In addition, to accommodate clinical users less familiar with regression‐based methods, normative percentiles were calculated using Jamovi 2.5 (The Jamovi Project 2024), with the significance level set at α = 0.05. Percentiles were derived by stratifying the sample into nine demographic subgroups based on three levels of education (≤ 10 years, 11–13 years, and ≥ 14 years) and three age groups (18–40, 41–60, and 61–81 years). This 3×3 classification was selected to balance clinical interpretability with statistical reliability. The three‐tiered education model captures meaningful variation in formal schooling across the adult Turkish population and is consistent with standard practices in neuropsychological norming. Similarly, the three age bands were defined to ensure adequate sample sizes within each subgroup while minimizing within‐cell variability in percentile estimation. The resulting stratification provided robust normative reference values suitable for clinical use. The eighth percentile was adopted as the cutoff for identifying below‐normal performance, in line with recent recommendations for interpreting neuropsychological test scores (Guilmette et al., 2020).

Results

3

Nine participants were excluded from the initial sample due to subthreshold scores on the MoCA (n = 4) and/or the DTLA‐Tr (n = 5), yielding a final normative sample of 414 participants (250 women, 164 men), aged from 18 to 81 years (M = 46.3, SD = 19.2), and from 8 to 21 years of education (M = 11.9, SD = 3.1). Table 2 shows that the participants were well represented in the different age groups and educational levels.
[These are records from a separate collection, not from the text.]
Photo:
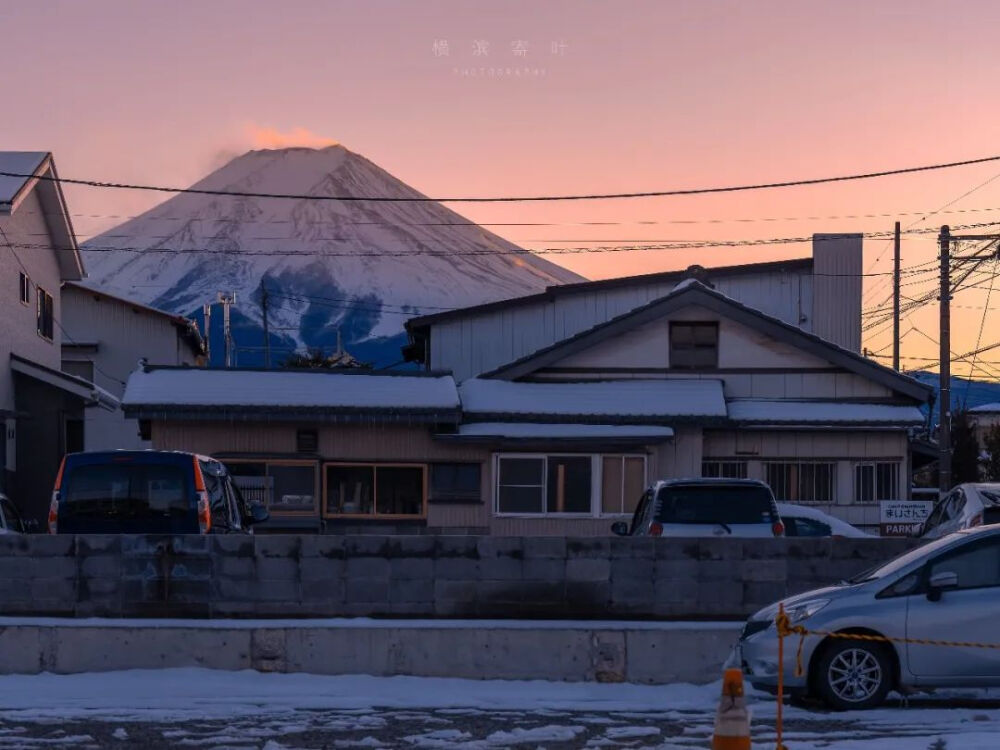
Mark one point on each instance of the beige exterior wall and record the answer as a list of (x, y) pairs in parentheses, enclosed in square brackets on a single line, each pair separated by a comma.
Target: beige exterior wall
[(18, 322), (124, 334), (846, 448), (414, 444), (740, 348), (479, 343)]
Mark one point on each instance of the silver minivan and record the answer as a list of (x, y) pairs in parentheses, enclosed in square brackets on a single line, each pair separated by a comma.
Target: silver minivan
[(948, 590)]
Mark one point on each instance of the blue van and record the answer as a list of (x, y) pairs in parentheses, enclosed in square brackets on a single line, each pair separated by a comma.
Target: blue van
[(148, 492)]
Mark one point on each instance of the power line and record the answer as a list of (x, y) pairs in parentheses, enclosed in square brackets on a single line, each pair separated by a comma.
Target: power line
[(469, 223), (979, 338), (508, 199), (494, 252), (929, 215)]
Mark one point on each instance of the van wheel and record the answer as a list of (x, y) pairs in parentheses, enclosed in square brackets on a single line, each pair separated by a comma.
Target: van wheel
[(853, 675)]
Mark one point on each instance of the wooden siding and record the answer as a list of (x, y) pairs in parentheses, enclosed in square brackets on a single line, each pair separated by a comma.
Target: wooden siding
[(380, 443), (747, 362), (479, 343), (20, 325), (845, 448), (124, 334)]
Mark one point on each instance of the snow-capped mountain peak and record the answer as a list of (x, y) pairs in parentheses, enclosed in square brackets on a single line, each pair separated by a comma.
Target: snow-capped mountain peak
[(363, 267)]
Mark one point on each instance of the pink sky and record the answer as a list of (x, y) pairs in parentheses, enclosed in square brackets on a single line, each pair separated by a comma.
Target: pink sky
[(637, 96)]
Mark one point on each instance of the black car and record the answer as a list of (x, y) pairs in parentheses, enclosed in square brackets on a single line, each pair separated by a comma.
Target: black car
[(148, 492)]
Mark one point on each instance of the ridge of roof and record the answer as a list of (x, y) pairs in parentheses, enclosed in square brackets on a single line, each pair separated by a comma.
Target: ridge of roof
[(185, 324), (558, 290), (722, 304)]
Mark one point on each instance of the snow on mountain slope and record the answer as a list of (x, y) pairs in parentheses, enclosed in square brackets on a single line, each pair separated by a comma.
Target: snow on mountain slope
[(362, 267)]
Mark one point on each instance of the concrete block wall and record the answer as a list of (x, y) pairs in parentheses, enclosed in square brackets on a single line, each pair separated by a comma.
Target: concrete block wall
[(292, 576)]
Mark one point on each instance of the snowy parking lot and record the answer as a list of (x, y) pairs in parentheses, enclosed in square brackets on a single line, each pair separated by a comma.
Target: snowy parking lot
[(197, 708)]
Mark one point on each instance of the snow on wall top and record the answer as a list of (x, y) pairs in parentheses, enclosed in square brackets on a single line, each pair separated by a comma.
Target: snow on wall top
[(822, 412), (992, 408), (319, 389), (621, 399)]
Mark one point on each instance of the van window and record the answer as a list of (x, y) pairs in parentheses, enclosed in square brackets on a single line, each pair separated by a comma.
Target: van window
[(126, 491), (714, 503)]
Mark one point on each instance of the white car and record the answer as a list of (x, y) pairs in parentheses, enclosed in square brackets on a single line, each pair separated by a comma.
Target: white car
[(965, 507), (801, 520)]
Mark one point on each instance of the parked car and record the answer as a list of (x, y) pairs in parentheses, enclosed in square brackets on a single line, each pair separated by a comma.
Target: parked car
[(965, 507), (10, 519), (948, 589), (801, 520), (148, 492), (705, 507)]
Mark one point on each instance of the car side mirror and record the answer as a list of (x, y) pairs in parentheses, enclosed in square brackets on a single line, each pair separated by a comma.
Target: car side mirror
[(941, 582)]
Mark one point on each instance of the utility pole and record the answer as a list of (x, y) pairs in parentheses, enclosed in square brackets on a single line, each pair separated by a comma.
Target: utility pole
[(895, 301), (227, 300), (944, 369), (267, 335), (207, 309)]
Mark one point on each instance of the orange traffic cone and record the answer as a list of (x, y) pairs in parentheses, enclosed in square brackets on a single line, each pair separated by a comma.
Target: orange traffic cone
[(732, 721)]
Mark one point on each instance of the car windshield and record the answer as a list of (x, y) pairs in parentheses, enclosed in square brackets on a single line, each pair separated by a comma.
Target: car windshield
[(717, 503), (132, 491), (897, 564), (990, 497)]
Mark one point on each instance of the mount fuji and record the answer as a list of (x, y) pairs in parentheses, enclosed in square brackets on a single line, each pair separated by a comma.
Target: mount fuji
[(349, 270)]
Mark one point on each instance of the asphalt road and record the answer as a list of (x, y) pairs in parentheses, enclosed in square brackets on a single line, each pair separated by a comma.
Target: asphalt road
[(471, 729)]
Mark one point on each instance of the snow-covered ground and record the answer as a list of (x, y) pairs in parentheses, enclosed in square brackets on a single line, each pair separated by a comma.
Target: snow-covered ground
[(213, 709)]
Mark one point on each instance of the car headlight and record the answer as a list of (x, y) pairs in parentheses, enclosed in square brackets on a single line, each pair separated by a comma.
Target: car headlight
[(804, 610)]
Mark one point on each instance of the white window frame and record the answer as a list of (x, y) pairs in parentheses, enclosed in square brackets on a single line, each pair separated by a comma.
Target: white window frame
[(804, 462), (875, 463), (596, 482), (720, 461)]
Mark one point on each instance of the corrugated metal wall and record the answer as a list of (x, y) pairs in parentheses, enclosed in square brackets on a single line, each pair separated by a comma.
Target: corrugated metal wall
[(838, 265)]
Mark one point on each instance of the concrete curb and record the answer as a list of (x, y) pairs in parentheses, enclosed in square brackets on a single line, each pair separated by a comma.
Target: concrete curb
[(641, 652)]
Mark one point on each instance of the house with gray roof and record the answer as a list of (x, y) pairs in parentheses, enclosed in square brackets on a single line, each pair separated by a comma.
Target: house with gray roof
[(41, 407), (550, 414)]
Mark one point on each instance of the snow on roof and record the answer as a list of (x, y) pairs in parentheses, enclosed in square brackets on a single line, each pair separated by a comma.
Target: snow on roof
[(288, 389), (990, 408), (621, 399), (822, 412), (21, 162), (517, 430)]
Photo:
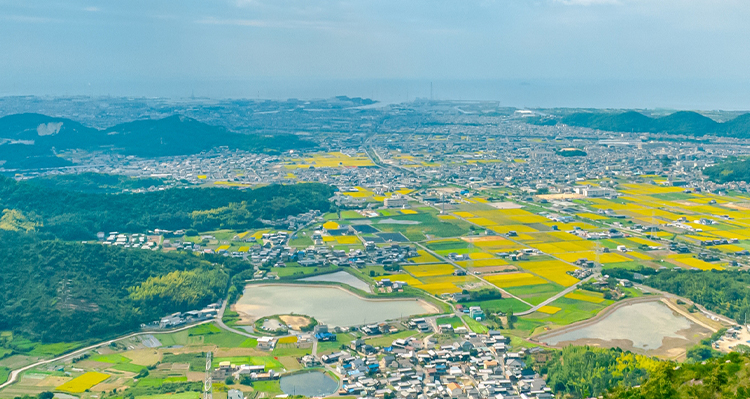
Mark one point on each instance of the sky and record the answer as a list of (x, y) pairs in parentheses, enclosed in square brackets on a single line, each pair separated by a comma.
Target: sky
[(683, 54)]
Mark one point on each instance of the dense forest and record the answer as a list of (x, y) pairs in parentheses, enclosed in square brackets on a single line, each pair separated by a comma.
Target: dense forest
[(61, 291), (682, 122), (727, 377), (726, 292), (35, 139), (95, 182), (582, 372), (77, 215), (738, 170)]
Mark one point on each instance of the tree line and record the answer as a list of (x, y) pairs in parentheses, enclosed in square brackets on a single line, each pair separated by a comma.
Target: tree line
[(78, 215)]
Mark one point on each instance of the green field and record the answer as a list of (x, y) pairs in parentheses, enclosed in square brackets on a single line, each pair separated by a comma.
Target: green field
[(157, 382), (428, 224), (267, 361), (4, 373), (181, 395), (571, 311), (270, 387), (386, 340), (113, 358), (535, 294), (475, 326), (499, 305), (133, 368)]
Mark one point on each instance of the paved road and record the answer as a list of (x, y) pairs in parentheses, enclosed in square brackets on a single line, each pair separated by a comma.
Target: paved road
[(221, 324), (556, 297), (15, 373), (456, 265)]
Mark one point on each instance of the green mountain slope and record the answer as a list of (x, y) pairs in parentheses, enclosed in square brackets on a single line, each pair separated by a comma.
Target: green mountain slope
[(60, 291), (76, 215)]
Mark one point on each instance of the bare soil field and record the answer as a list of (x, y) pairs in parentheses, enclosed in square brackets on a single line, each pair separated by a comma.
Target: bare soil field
[(296, 322)]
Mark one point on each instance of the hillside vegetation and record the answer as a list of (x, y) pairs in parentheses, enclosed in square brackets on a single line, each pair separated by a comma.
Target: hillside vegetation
[(35, 141), (60, 291), (681, 122), (77, 215), (95, 182), (581, 372)]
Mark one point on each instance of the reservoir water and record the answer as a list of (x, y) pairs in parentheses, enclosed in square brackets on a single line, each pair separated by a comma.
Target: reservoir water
[(309, 384), (646, 325)]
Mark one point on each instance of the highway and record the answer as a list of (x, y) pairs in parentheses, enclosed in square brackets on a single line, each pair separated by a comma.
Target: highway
[(13, 377)]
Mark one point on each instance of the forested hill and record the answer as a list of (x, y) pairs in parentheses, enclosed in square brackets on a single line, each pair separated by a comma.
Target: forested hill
[(738, 170), (77, 215), (62, 291), (96, 182), (34, 140), (682, 122), (583, 372)]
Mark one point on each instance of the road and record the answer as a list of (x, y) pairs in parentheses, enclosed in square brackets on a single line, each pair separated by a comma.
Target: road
[(556, 297), (221, 324), (13, 377)]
Visual inspection of residuals from the regression model revealed an approximately normal distribution. The Shapiro–Wilk test was statistically significant (W = 0.982, p < 0.001), which was expected given the large sample size. No problematic skewness or outliers were observed in histograms or Q‐Q plots. The final regression model included age and education as predictors of TDQ‐30 score. Age was negatively associated with performance (p = 0.053), and education had a strong positive effect (p < 0.001). Although the effect of age was marginally significant, it was retained in the model due to its theoretical relevance and consistent negative association with lexical retrieval performance across the adult lifespan, as reported in prior research (e.g., Albert et al. 1988; Tsang and Lee 2003). Including age in the model ensures more accurate individual predictions, particularly in clinical contexts where even subtle age‐related effects may impact interpretation.

The model allowed for the calculation of predicted scores, standardized residuals (i.e., Z‐scores), and corrected percentiles. This equation enables clinicians to interpret a participant's performance relative to the expected value based on their age and education. To facilitate the calculation of Z‐scores based on the regression formula, a Microsoft Excel spreadsheet with automatic formulas was created. This file can be requested from the corresponding author of this article.

Table 3 presents the regression coefficients, and Table 4 provides the Z‐score equation.

To illustrate how the regression‐based normative model distinguishes between normal and impaired performance, two fictive cases involving 65‐year‐old men with 8 years of education were analyzed. Although both share the same demographic characteristics, their raw TDQ‐30 scores differ, leading to contrasting interpretations. In the first case, the individual obtained a TDQ‐30 score of 17. Based on the model, the predicted score for someone of his age and education level is 19.81, resulting in a Z‐score of ‐0.57 and a percentile rank of approximately the twenty‐nineth percentile. This performance, though below average, remains within the normal range. In contrast, the second individual obtained a substantially lower score of 12. With the same predicted score of 19.81, his Z‐score was ‐1.58, corresponding to the sixth percentile. This places his performance below the eighth percentile cutoff and supports an interpretation of impaired lexical‐semantic access relative to age‐ and education‐adjusted expectations.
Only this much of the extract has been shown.